In the unemployment insurance system alone, an estimated $163 billion was paid “improperly,” thanks to some combination of accidental error and deliberate fraud. In the Economic Injury Disaster Loan program, tens of billions of dollars went to multiple applicants who shared the same accounts or contact information, a sign of possible fraud. Michael Horowitz, chair of the Pandemic Response Accountability Committee (created by the 2020 Cares Act and composed of inspectors general), recently said he would not be surprised if the total amount of fraud “exceeded $100 billion.”
While the scale of criminality may seem shocking, its existence was entirely foreseeable.
As ginormous relief programs were being built from scratch, fast, the Trump administration resisted oversight. Even if a more transparency-minded president had initially been in charge, though, the government still likely would have been pickpocketed.
That’s because, as I wrote back in April 2020, systematic underinvestment in government tech infrastructure created a situation ripe for poor performance and abuse. Government is as functional, or as dysfunctional, as it is designed to be; through a combination of incompetence, benign neglect and anti-government malice, we have designed our government to be maximally dysfunctional.
Catherine Rampell: The covid-19 pandemic has revealed another area of critical government underinvestment
Many government computer systems, both federal and state, are decades old. Agencies rely on disco-era computer languages that few coders know anymore, and some physical hardware is lapsing into disrepair. Such IT deficiencies not only doomed a lot of struggling Americans to long waits for needed assistance; they also left a lot of precious assistance dollars vulnerable to identity thieves and scam artists, who understood how to exploit the system.
For instance: Early in the pandemic, one of the biggest, most celebrated assistance efforts was the Paycheck Protection Program. As its name suggests, the federal program’s primary goal was to ensure that workers still received paychecks even when their small-business employers might have been forced to close down or furlough staff.
Alas, the government couldn’t readily determine who was getting paychecks from whom, or who had stopped getting paychecks because of layoffs and, therefore, who needed money. The government should have been able to figure out such things, given that companies must regularly remit payroll taxes for their employees, among many other ways administrative records illustrate who works where.
But again: Government IT infrastructure stinks. Databases don’t talk to one another.
So as a workaround, Congress created a program that basically operated on the honor system. Companies self-attested that they needed the money and that they would use it to pay their workers, or to offset rent or other expenses so that they could continue operating and thereby ensure people stayed employed.
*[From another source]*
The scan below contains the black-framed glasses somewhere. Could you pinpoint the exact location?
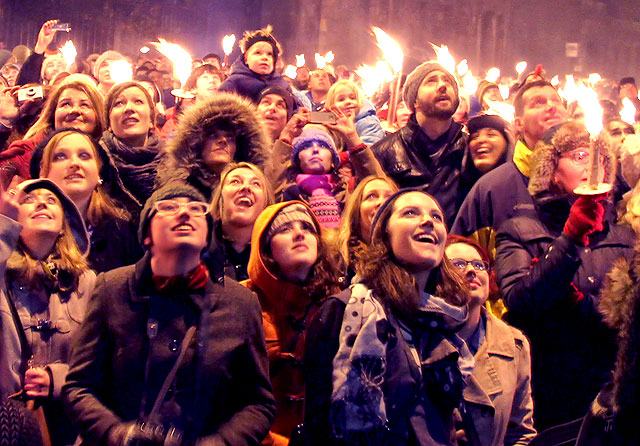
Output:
[153,200,209,217]
[451,259,490,271]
Some companies really did need the money, which was a lifeline. Others didn’t, and used their government-granted windfall on Rolexes, Rolls-Royces or yachts. Some firms should have been too big to qualify but got money anyway. Still others, such as a purported potato farm in Palm Beach, Fla., didn’t exist at all.
Government doesn’t have to work this way. We could, instead, invest in a functional administrative state, one that uses basic 21st-century technologies. Governments could draw upon existing data already available to produce better statistics, better customer service, and less waste, fraud and abuse.
That’s why Democrats recently gave the IRS — which was itself tasked with administering some covid-relief programs that were plagued by fraud — $80 billion. Part of this money will be used to update and automate the agency’s archaic tech systems. This reasoning is also why some lawmakers have pushed, so far unsuccessfully, for modest upgrades to unemployment insurance systems.
Catherine Rampell: Why does the IRS need $80 billion? Just look at its cafeteria.
Improving state capacity is not exactly a sexy issue. There’s little short-term political gain to be had from overhauling government IT and procurement policies more holistically. Worse, public furor over reports of government waste, fraud and abuse — like those related to stolen covid funds — can become justification for starving the beast further, and giving government even fewer resources to perform necessary services.
Government dysfunction can thereby create the political conditions for even more government dysfunction.
The next time we have a crisis or recession (and there will be a next time), unlucky Americans will again need help. And Congress will have to choose between either refraining from helping at all (hey, look how much got stolen last time!) — or once again blindly helicopter-dropping money, and hoping some of it lands in the right hands.